The percentage of correct answers to five questions about contraception and five about awareness of risks of sexually transmitted diseases in successive cohorts from the programme schools increased from baseline in 1992 and was higher than from control students in 1994 (table III). Questions asked included, for example, whether oral postcoital contraception was effective two days after sexual intercourse; correct answers to this question increased in programme populations from 33% in 1992 to 70% in 1994 and were 22% higher than in the control populations in 1994 (relative risk 1.47; 95% confidence interval 1.37 to 1.59). Other questions asked teenagers about prevalence of diseases and sexual activity. The percentage of programme students who incorrectly believed that “more than half of all teenagers have had sexual intercourse before they are 16” fell from 59% in 1992 to 46% in 1994 χ2 for trend P<0.001) and was 14% lower than the overall control population in 1994 (0.77; 0.69 to 0.86). Programme and control schools had prior access to the questionnaires and were given annual reports comparing their students' answers with those in other control schools. Within control populations there was no annual increase in correct answers, nor was there a difference in control schools tested for more than one year compared with those newly recruited each year.
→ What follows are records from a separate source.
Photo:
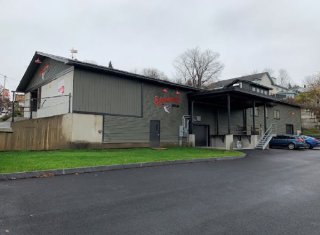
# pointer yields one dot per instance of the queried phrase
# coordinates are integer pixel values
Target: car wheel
(291, 146)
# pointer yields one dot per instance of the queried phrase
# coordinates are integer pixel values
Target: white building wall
(54, 101)
(27, 109)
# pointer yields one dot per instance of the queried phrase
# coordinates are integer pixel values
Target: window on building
(276, 114)
(256, 111)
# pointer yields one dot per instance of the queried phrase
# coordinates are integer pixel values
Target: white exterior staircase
(265, 139)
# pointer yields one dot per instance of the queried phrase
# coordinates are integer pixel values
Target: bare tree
(284, 78)
(154, 73)
(4, 98)
(198, 68)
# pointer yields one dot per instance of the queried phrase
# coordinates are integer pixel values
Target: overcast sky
(249, 34)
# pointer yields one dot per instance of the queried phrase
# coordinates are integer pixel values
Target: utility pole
(3, 89)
Students were asked for responses to six statements suggesting that sexual intercourse was beneficial to teenagers and their relationships. Table IV gives percentages of students disagreeing with all statements for programme and control groups. In 1994 a greater proportion of students from the programme schools disagreed with all statements than those from either control school groups. In particular, 86% of the programme group, compared with 71% of the local control group, disagreed that sexual intercourse made relationships last longer (1.22; 1.13 to 1.31) and 49% v 39% disagreed that girls get a bad reputation if they have sexual intercourse (1.27; 1.09 to 1.48).
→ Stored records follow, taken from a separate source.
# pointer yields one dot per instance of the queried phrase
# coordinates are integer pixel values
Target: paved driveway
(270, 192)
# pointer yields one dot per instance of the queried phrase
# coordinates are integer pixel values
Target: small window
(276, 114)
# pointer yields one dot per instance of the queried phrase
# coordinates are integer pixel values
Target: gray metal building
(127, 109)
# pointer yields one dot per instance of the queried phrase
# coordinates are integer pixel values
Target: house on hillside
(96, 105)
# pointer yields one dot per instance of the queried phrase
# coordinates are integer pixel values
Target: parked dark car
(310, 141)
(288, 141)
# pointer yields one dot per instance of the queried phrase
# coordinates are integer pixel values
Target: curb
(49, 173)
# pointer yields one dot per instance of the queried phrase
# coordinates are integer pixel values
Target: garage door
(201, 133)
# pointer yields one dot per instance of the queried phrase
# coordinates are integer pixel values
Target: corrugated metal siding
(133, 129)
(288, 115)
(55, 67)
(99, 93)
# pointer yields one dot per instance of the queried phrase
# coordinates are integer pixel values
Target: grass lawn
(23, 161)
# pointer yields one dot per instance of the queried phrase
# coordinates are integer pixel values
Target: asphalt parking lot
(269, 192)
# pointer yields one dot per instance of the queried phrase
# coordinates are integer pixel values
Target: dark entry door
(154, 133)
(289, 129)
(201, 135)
Table V gives the results for sexual activity for programme and control populations between 1992 and 1994. In successive years, the percentage of local control students, but not programme students, who had had sexual intercourse increased. Overall there was a significant difference between programme and both local and distant control populations in 1994. As increased educational aspirations, religiosity, fewer older siblings, and rural residence are associated with a decreased likelihood of sexual activity at 15-16 years9 10 we performed a logistic regression analysis, allowing for these factors. This indicated that students in 1994 in the whole control population were 1.45 times more likely to have had sexual intercourse than students within the programme population (odds ratio 1.45; 1.13 to 1.87).
Students were asked whether they believed that their friends had had sexual intercourse. Responses indicated a decreasing percentage of “close” friends who respondents believed were sexually active in the programme population, for female friends from 46.1% in 1992 to 38.5% in 1994 and for male friends from 44.7% to 36.1%. In 1994 the proportion of friends believed to be sexually active was lower in the programme group than in the control populations (difference 8.1% (3.4% to 12.7%) for female friends, 7.0% (1.8% to 12.2%) for male friends). Eighty per cent of respondents answered that most of their close friends came from their own school.
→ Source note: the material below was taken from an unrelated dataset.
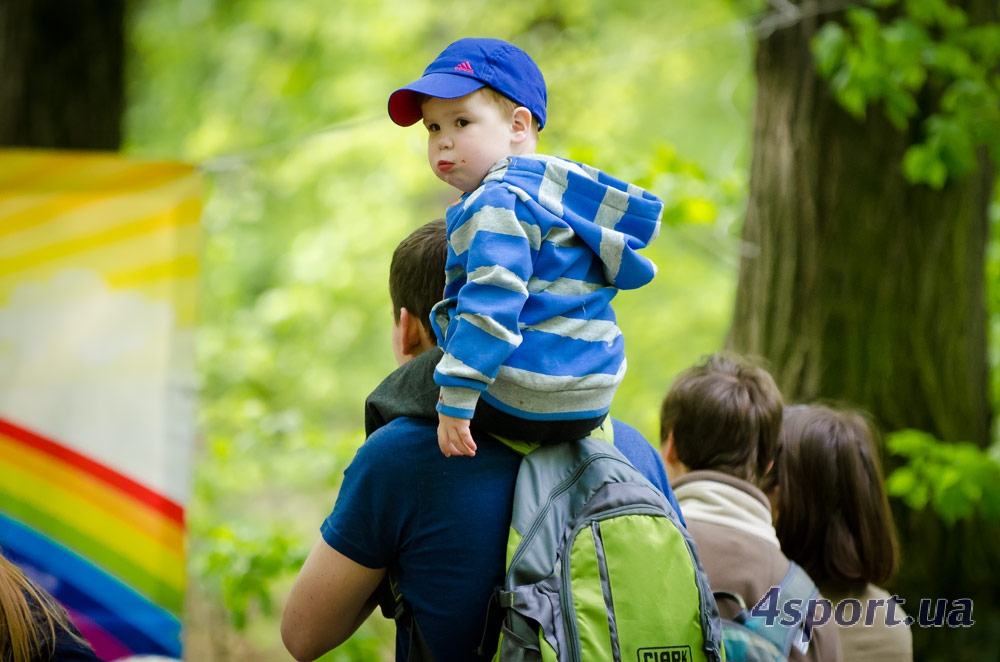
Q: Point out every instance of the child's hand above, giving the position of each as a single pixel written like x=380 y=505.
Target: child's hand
x=454 y=436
Throughout the programme teachers, parents, school governors, and students were canvassed for views about the project and gave overwhelming support. Within the year 11 questionnaire we asked for students' opinions on sex education and how it might be improved. In 1992, 40% of programme and control populations answered that sex education was “OK as it is.” In 1994 the proportion of the programme students giving this answer increased to 74% χ2 (trend) P<0.001) but remained nearly the same in the control schools (44%; relative risk, programme v control, 1.66; 1.54 to 1.78). Students were asked if “outsiders” should be used more often. The percentage remained at over 74% for 1992 to 1994 in both programme and control schools, programme schools having received “outsiders” in 1993 and 1994.
Within a broad based sex education programme receiving support from education and health authorities, school teachers, governing bodies, and students, we detected changes in attitude, increases in knowledge, and a relative decrease in sexual activity compared with control populations. The attitude changes included a decrease in students' beliefs that teenagers, especially girls, obtain a “bad reputation” if they are sexually active. We consider this an indicator of increased tolerance, one main educational objective of the project. Data on sexual activity cannot be tested absolutely. Programme students might give “acceptable” responses reflecting their perceptions of “desired” behaviour. The lack of proscription in our teaching and the attitude changes suggesting a diminished stigmatisation of sexually active teenagers may make this unlikely. The nine month interval between teaching and testing, collaborative information about friends' sexual activity, and methodology used to define sexual activity19 should strengthen the reliability of the data. More information will accrue from data on contacts with health services on matters related to sex. This is being collected but several more years will be needed to achieve a sufficient sample for analysis.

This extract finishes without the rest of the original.